In [1]:
from IPython.display import display
from IPython.display import HTML
import IPython.core.display as di

display(HTML("<style>.container { width:100% !important; }</style>"))

import hail as hl

hl.init(
    tmp_dir='/net/ascratch/people/plggosborcz/gosborcz-hail',
    spark_conf={'spark.driver.memory': '30G', 'spark.executor.memory': '30G'},
    default_reference='GRCh38') 



2023-02-27 20:00:45.724 WARN  NativeCodeLoader:60 - Unable to load native-hadoop library for your platform... using builtin-java classes where applicable


Setting default log level to "WARN".
To adjust logging level use sc.setLogLevel(newLevel).
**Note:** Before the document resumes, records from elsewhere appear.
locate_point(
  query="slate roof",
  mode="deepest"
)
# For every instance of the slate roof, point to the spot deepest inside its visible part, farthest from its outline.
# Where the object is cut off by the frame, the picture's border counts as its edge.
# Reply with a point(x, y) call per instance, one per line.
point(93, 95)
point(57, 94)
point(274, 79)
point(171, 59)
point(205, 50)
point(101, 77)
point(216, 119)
For SparkR, use setLogLevel(newLevel).
Running on Apache Spark version 3.1.3
SparkUI available at http://ac0089:4040
Welcome to
     __  __     <>__
    / /_/ /__  __/ /
   / __  / _ `/ / /
  /_/ /_/\_,_/_/_/   version 0.2.105-acd89e80c345
LOGGING: writing to /net/pr2/projects/plgrid/plggneuromol/imdik-zekanowski-gts/analysis/burden-and-family/hail-20230227-2000-0.2.105-acd89e80c345.log


In [2]:
from hail.plot import show
from pprint import pprint
from bokeh.layouts import gridplot
hl.plot.output_notebook()


import numpy as np
import pandas as pd
from functools import reduce
from itertools import chain

from bokeh.plotting import output_notebook, show, figure
from bokeh.palettes import viridis

output_notebook() 

## 1. Get number of variants with CADD > 30

In [3]:
mt = hl.read_matrix_table('/net/pr2/projects/plgrid/plggneuromol/imdik-zekanowski-gts/data/joint-gts-only/fams-anno.mt')

In [4]:
pheno = hl.import_table(
    '/net/pr2/projects/plgrid/plggneuromol/imdik-zekanowski-gts/data/pheno/GTS-coded-corrected-june-2021.csv',
    impute = True,
    key='ID',
    delimiter = ',',
    quote ="\""
)

2023-02-27 11:42:52.741 Hail: INFO: Reading table to impute column types
2023-02-27 11:42:53.417 Hail: INFO: Finished type imputation
  Loading field 'ID' as type str (imputed)
  Loading field 'family' as type str (imputed)
  Loading field 'sex' as type str (imputed)
  Loading field 'kinship' as type str (imputed)
  Loading field 'disease' as type str (imputed)
  Loading field 'phenotype' as type str (imputed)
  Loading field 'add_pheno' as type str (imputed)
  Loading field 'heavy_tics' as type str (imputed)
  Loading field 'heavy_tics_familial' as type str (imputed)
  Loading field 'GTS_ASD_group' as type str (imputed)
  Loading field 'nonCTD' as type str (imputed)


In [5]:
mt = mt.annotate_cols(phenotypes = pheno[mt.s])

In [6]:
fams = list(set(mt.phenotypes.family.collect()))

In [7]:
fams.sort()

In [8]:
mts = []
for f in fams:
    fam = hl.read_matrix_table(
        '/net/pr2/projects/plgrid/plggneuromol/imdik-zekanowski-gts/data/joint-gts-only/fam-filtered'+f+'.mt'
    )
    mts.append(fam)

In [None]:
i = 20

while len(mts) > 1:
    i = i+1
    res = mts.pop(0).union_cols(mts.pop(0),
                                row_join_type='outer')
    res.write('/net/ascratch/people/plggosborcz/temp_'+str(i)+'.mt')
    res = hl.read_matrix_table('/net/ascratch/people/plggosborcz/temp_'+str(i)+'.mt') 
    mts.append(res)



In [None]:
mt = mts[0]

In [None]:
mt.write('/net/pr2/projects/plgrid/plggneuromol/imdik-zekanowski-gts/data/joint-gts-only/fams-joined.mt')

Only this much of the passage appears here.